Qlik Cloud Analytics
Qlik Cloud Analytics is a SaaS platform that includes Qlik Sense, Qlik AutoML, and Qlik Application Automation. Qlik’s goal is to give anyone in the enterprise access to all its data — subject, of course, to corporate data governance policies. All that data should be enough to bog down most database engines, but Qlik says its Associative Engine can associate every piece of data with every other piece to make it easier to search for connections. The Associative Engine now has AI and ML capabilities that offer context-aware insight suggestions, thanks to the Qlik cognitive engine. Qlik Staige, introduced in 2023, combines a data foundation with automation, and AI-based descriptive, predictive, and prescriptive analytics.
- Target audience: The whole enterprise.
- Notable features: Associative Engine can analyze all your data, on the fly.

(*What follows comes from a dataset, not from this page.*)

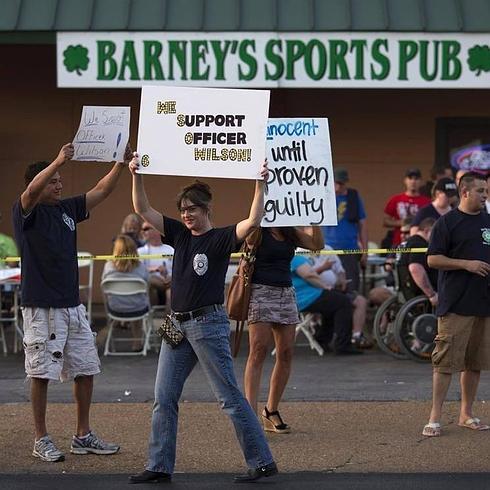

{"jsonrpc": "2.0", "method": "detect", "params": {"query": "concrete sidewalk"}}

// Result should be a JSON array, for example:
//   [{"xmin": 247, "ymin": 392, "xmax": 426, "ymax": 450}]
[{"xmin": 1, "ymin": 401, "xmax": 490, "ymax": 475}]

- Pricing: By request for enterprise edition.
SAP Analytics Cloud
SAP Analytics Cloud is a cloud-native multitenant platform that supports data visualization, reporting, augmented analytics, and business planning. It unifies analytics and enterprise planning, and leverages gen AI via the Joule copilot to automate reporting, discovery of insights, and development of business plans. Together with SAP Datasphere, SAP Analytics Cloud can analyze both SAP and non-SAP data into enriched semantic models.
- Target audience: Customers in the SAP ecosystem.
- Notable features: Seamless integration with SAP enterprise applications, including SAP S/4Hana, SAP SuccessFactors, and SAP Ariba.
- Pricing: On request.
Tableau
With Tableau, Salesforce covers all the bases: You can run its software on premises, choose a public cloud, or opt to have it fully hosted by Tableau. It offers tailored versions for over a dozen industries, including banking, healthcare and manufacturing, with support for financial, HR, IT, marketing, and sales departments, although that’s almost expected these days. Tableau’s capabilities include mapping and analysis of surveys and time series data. Gen AI and natural language processing allows users to describe what they want to see, rather than having to click and drag to create formulaic queries. Then Tableau Pulse provides an augmented analytics experience integrated with existing workflows that uses AI to automate analysis, surface insights in plain language, and proactively anticipate user questions.
- Target audience: Midsize and larger enterprises.
- Notable features: VizQL, a visual query language that translates SQL queries to generate visual representations of data.
- Pricing: Enterprise Creator: $115 per user/month billed annually; Enterprise Explorer: $70 per user/month billed annually; Enterprise Viewer: $35 per user/month billed annually.
ThoughtSpot
ThoughtSpot is an agentic AI-powered BI platform that provides insights and visualizations in response to natural language queries. It’s available as a vendor-managed SaaS, customer-managed cloud, and/or on-premises software. Sage, a gen AI-enabled conversational analytics interface, enables native NLQ with human-in-the-loop feedback, while SpotIQ provides automated insights and data storytelling. SpotIQ also has a monitor function for KPIs, and the self-learning AI is powered by Microsoft OpenAI GPT-4 model and Google Gemini.
- Target audience: Data analysts and analytic content consumers.
- Notable features: Spotter, an AI analyst copilot that allows users to ask questions in natural language and receive insights and visualizations.
- Pricing: Essentials: $1,250/month for 20 users billed annually; Pro: pricing on request for unlimited users billed annually; Enterprise: pricing on request for unlimited users and unlimited data billed annually.